Supprimer le petit goûter de 10 heures dans les écoles : en finir avec ce facteur d’obésité

Une portion géante de frites dans un restaurant Mac Donald aux États-Unis représente 610 calories et un Coca cola en contient 410. A titre de comparaison, soulignons que le verre de lait distribué tous les matins aux enfants des écoles maternelles et parfois primaires depuis 1954 ne dépasse pas un apport de 100 calories et le fruit qui l’accompagne généralement n’excède pas plus de 100 calories également.

Aux États-Unis, 40% de la population souffre aujourd’hui d’un grave problème de surpoids.

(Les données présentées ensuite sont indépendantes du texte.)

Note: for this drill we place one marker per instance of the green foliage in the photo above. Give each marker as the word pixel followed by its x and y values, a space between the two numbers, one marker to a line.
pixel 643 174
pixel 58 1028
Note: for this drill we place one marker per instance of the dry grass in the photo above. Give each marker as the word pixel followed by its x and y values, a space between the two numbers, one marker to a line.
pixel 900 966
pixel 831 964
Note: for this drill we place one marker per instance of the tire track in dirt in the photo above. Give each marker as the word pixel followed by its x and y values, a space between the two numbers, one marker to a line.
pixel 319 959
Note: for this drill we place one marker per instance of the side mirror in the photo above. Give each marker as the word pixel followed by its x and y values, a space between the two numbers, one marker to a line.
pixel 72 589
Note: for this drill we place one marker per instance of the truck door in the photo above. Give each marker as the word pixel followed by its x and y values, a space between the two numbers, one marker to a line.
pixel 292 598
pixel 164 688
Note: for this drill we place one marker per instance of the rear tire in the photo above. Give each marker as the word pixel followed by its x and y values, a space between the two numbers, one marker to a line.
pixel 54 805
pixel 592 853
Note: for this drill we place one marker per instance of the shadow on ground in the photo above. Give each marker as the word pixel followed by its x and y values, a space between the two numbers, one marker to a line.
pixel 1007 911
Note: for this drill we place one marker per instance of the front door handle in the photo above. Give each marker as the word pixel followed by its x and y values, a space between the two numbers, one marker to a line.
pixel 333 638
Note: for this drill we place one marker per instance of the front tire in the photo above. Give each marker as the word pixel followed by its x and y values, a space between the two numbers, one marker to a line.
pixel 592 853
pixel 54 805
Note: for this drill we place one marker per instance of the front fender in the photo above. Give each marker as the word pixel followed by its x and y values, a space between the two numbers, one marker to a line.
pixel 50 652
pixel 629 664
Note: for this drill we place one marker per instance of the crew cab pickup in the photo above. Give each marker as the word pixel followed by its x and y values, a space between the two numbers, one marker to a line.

Les enfants français commencent également à être touchés par ce phénomène. Cependant, les situations diffèrent selon les quartiers et l’environnement socio-économique de l’enfant. Selon l’ association Amalthée, qui est à l’origine, avec Pierre Mendés France, de la distribution d’une légère collation matinale aux enfants des maternelles depuis cinquante ans, certains d’entre eux, et notamment ceux vivant dans les quartiers défavorisés, ne bénéficient pas toujours d’un petit déjeuner solide et il existe encore des cas de carence calcique.

Aux États-Unis, les associations de consommateurs militent depuis plusieurs années pour obtenir des chaînes de restauration rapide qu’elles s’engagent dans la lutte contre l’obésité. C’est ainsi que depuis 2002, le géant Mac Donald a consenti à varier ses menus et à proposer salades, yaourts et fruits, mets destinés à promouvoir une éthique alimentaire différente. Hier, la firme a confirmé ses efforts en annonçant que d’ici la fin de l’année, les 13 600 restaurants que comptent les États-Unis ne proposeront plus de menus de taille géante. Après l’annonce du groupe, Michael Jacobson, directeur du Centre pour la Science dans l’intérêt du public ne cachait pas sa satisfaction : «J’espère que c’est un signe que le groupe va accorder une plus grande attention à l’obésité, aux problèmes cardiaques et aux autres maladies liées à l’alimentation » a-t-il déclaré avant de souhaiter que les concurrents de Mac Donald le suivent dans cette heureuse initiative.

Si en France les représentants des consommateurs et des parents d’élève commencent à prendre de plus en plus au sérieux le problème de l’obésité, jamais ils n’avaient épinglé dans leur lutte la sobre collation distribuée aux plus jeunes avant la récréation du matin. Cela n’a pas empêché l’Agence française de sécurité sanitaire des aliments (AFSSA) de publier hier un avis défavorable à la poursuite de cette tradition, désormais vieille d’un demi-siècle, et instituée, il est vrai, à une époque où le paysage socio-économique de la France différait profondément de celui d’aujourd’hui.

Les sages de l’AFSSA ont considéré que ce goûter de la première heure n’ était pas «justifié » et pouvait encourager le grignotage. C’est sévèrement que l’AFSSA a en outre affirmé que : «cette prise alimentaire supplémentaire est à l’origine d’un excès calorique qui ne peut que favoriser l’ augmentation de la prévalence de l’obésité constatée depuis 30 ans chez les enfants d’âge scolaire en France ».

Le Syndicat national Unitaire des instituteurs, professeurs des écoles et Pegc ne cachait pas hier son étonnement et rappelait que le moment de la distribution permettait, au contraire, de diffuser un message éducatif. Quant à la proposition de l’ AFSSA, qui préconise de ne donner un petit déjeuner équilibré «qu’aux seuls enfants qui ne l’auraient pas pris, et ce dès l’arrivée à l’école », l’association Amalthée a souligné sa difficulté de réalisation : «Organiser des petits déjeuners pour les seuls enfants en difficulté, cela revient à les stigmatiser définitivement » ont en effet indiqué ses représentants.